Most of my best ideas come on runs. Not shower thoughts — longer, more structured thinking that seems to need physical motion to unlock.
I’ve tried to understand why this is. My best guess: running occupies just enough of my cognition to prevent the anxious loop-checking that happens when I sit still and try to think hard. The part of my brain that wants to check Slack or reopen a tab is busy managing my pace and route. What’s left over is surprisingly productive.
The ideas I work through best this way tend to be the stuck ones — problems where I have all the pieces but can’t find the arrangement. The run doesn’t give me new information; it gives me a different context to recombine what I already know.
What I’ve noticed
Long runs (90+ minutes) are significantly better than short ones for this purpose. There’s something about the second half, when the novelty of the effort wears off and the thinking can go deeper.

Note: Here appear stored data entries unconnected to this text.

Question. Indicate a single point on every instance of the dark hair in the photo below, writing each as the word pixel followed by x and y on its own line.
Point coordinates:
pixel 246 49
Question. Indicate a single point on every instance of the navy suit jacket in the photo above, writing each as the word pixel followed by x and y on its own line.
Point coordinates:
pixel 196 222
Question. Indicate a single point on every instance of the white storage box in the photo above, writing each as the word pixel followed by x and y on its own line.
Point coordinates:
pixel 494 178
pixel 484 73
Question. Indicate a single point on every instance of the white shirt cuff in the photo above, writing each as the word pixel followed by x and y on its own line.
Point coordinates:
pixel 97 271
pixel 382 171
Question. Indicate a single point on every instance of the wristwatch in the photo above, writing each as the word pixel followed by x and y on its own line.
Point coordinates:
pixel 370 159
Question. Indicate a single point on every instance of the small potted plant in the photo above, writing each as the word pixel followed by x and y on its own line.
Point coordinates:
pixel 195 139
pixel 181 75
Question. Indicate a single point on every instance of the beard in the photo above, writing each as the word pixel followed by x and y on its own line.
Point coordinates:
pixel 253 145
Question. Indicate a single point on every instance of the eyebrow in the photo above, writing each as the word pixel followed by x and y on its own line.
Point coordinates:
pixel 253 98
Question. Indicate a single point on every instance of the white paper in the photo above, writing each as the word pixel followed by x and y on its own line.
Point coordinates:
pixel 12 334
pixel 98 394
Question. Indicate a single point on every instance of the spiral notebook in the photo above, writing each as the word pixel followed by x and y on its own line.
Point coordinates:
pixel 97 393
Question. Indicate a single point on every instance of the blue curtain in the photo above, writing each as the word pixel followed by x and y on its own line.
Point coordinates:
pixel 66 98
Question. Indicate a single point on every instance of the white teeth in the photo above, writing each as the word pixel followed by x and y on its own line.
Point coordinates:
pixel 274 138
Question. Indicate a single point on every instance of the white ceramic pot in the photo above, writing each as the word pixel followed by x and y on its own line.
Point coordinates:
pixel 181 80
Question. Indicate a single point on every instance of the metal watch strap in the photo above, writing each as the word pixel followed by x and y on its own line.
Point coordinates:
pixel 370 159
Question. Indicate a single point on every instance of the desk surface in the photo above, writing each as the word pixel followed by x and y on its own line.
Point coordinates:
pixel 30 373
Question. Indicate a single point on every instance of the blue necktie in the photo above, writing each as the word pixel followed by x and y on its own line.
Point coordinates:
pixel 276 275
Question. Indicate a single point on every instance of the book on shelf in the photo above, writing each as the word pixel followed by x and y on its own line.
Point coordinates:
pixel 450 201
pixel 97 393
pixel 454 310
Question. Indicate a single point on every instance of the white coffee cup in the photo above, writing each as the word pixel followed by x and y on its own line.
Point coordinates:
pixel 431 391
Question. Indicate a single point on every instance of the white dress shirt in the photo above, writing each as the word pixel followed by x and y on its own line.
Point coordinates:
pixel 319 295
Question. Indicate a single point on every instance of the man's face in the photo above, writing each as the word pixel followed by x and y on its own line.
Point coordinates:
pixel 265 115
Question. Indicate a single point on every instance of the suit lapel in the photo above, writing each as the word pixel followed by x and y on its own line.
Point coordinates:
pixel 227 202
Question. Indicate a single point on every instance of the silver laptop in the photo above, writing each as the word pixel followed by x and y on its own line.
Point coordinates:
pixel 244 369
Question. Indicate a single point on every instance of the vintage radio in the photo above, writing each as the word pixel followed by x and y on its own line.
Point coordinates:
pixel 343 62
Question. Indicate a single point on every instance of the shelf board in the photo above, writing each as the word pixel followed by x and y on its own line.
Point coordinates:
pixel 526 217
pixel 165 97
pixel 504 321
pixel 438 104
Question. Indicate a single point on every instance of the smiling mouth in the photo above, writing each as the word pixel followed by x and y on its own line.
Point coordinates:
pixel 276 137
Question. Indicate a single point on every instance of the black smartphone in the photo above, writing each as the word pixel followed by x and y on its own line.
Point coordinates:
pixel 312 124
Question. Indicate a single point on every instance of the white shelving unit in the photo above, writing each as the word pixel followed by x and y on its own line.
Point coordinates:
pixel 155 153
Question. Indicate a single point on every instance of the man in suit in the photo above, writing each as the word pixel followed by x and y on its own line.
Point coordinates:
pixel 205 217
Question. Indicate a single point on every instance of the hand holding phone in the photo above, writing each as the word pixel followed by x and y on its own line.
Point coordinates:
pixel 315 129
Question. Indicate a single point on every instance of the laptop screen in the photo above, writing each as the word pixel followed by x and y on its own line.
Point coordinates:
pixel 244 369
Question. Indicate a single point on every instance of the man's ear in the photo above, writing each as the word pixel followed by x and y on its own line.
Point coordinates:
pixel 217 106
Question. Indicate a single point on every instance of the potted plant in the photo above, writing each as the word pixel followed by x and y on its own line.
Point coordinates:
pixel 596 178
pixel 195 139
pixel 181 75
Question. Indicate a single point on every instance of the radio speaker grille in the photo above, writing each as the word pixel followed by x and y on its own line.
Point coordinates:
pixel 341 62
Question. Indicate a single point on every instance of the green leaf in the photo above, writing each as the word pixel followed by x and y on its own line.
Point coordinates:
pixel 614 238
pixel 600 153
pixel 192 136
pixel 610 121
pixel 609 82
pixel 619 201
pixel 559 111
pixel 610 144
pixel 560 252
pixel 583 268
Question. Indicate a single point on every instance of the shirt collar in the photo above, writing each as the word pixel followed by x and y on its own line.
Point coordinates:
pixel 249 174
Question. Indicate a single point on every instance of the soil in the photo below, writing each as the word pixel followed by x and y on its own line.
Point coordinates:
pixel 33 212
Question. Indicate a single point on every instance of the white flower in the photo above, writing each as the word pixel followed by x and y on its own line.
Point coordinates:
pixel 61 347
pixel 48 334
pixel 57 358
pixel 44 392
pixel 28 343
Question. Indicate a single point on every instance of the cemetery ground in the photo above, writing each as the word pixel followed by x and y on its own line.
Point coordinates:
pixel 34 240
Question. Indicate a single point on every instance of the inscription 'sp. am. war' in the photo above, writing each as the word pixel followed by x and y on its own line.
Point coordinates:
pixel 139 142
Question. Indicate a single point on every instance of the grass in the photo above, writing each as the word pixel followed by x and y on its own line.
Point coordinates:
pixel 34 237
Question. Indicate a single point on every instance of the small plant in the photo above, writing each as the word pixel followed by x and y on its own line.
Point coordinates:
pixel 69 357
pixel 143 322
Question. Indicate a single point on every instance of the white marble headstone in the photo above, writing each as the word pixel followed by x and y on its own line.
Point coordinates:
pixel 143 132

I’ve started treating a hard problem like a deliberate agenda item for a long run rather than hoping for accidental insight. That works better than it has any right to.
The limit
This doesn’t work for problems that require reference material — code I need to read, data I need to interpret. It works for design, for writing structure, for arguments I’m trying to make. Anything that can live in working memory.
I don’t know if this is universal or specific to how I’m wired. But I’ve talked to enough other engineers who describe the same thing that I think there’s something real here.